Despite the college being permitted to celebrate Christmas and the New Year for three days, the worship of Lord Rama was allegedly not allowed. Outraged by this apparent discrepancy, students wearing saffron shawls were reportedly barred from the college gate, sparking protests against the administration.
The controversy deepened as the college management, citing objections related to the inauguration of the Ram Mandir in Ayodhya, allegedly prevented students from keeping a photo of Sri Rama and conducting worship within the college premises. In response, students voiced their discontent by staging protests outside the college gate. The gate remained closed for three hours as students continued to raise slogans against the management.
Also Read: Babri Masjid fighters are opposing Ram Mandir: Karnataka Minister KN Rajanna
Despite the prolonged obstruction, the students remained steadfast in their protest, emphasising the importance of allowing the worship of Lord Rama within the educational institution. The principal of the college intervened by personally holding the photo of Rama and preventing students from entering.

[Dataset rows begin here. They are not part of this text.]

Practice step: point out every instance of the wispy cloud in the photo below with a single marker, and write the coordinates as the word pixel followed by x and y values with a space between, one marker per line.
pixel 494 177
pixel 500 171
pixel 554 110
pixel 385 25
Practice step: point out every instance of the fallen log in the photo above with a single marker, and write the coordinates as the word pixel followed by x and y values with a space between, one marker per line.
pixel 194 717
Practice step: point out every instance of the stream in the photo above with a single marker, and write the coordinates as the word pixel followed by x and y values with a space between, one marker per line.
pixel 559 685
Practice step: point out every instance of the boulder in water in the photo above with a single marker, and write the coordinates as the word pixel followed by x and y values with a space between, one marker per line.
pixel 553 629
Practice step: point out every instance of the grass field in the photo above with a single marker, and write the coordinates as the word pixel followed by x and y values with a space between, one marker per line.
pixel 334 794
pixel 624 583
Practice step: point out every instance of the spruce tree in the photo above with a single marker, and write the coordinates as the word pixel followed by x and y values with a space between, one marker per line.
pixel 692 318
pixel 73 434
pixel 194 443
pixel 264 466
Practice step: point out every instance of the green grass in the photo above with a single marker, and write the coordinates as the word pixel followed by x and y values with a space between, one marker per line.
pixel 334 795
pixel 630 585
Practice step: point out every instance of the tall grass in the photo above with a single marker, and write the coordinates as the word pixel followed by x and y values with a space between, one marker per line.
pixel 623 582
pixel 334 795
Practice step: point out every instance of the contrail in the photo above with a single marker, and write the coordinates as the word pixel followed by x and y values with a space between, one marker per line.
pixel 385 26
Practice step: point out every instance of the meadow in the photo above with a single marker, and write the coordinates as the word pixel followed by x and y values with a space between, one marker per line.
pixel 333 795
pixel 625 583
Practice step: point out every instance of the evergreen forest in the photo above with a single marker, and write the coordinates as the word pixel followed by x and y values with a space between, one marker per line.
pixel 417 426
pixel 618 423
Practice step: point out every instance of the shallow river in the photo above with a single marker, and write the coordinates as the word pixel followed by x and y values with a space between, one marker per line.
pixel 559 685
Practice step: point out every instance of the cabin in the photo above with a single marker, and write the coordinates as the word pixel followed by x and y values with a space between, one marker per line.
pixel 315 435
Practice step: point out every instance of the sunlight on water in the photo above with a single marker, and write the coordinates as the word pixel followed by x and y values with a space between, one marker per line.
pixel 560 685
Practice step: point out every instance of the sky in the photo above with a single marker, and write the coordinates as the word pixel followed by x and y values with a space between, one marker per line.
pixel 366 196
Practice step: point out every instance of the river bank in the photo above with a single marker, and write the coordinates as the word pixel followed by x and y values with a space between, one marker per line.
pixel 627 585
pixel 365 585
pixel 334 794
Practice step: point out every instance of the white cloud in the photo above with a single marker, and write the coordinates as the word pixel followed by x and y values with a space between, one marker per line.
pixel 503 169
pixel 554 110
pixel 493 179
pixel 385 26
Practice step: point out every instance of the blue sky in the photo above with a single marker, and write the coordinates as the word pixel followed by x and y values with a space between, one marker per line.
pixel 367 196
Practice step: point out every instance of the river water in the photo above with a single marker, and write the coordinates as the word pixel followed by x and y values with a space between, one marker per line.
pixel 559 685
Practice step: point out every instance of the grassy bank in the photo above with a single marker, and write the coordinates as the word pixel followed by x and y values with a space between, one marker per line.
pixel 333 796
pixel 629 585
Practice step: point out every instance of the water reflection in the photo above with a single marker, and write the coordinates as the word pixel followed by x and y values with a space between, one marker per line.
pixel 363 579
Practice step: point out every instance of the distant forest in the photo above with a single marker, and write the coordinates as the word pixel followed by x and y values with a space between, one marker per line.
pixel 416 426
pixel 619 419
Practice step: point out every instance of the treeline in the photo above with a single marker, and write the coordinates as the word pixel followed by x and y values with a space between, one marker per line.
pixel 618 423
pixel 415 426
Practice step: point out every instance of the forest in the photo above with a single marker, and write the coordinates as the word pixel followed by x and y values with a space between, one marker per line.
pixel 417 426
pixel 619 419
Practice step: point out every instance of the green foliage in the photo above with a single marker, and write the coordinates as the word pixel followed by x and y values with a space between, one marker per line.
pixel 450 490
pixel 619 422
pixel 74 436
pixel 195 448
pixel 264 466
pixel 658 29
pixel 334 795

The situation took a turn when the protesting students, donned in saffron shawls, were eventually permitted entry. They proceeded to conduct the worship of Lord Rama within the college premises, expressing their devotion with chants of "Jai Sriram."
The students, however, remained dissatisfied with the perceived inconsistency in the college administration's approach, allowing an extended celebration for Christmas while interrupting the worship of Rama for half a day.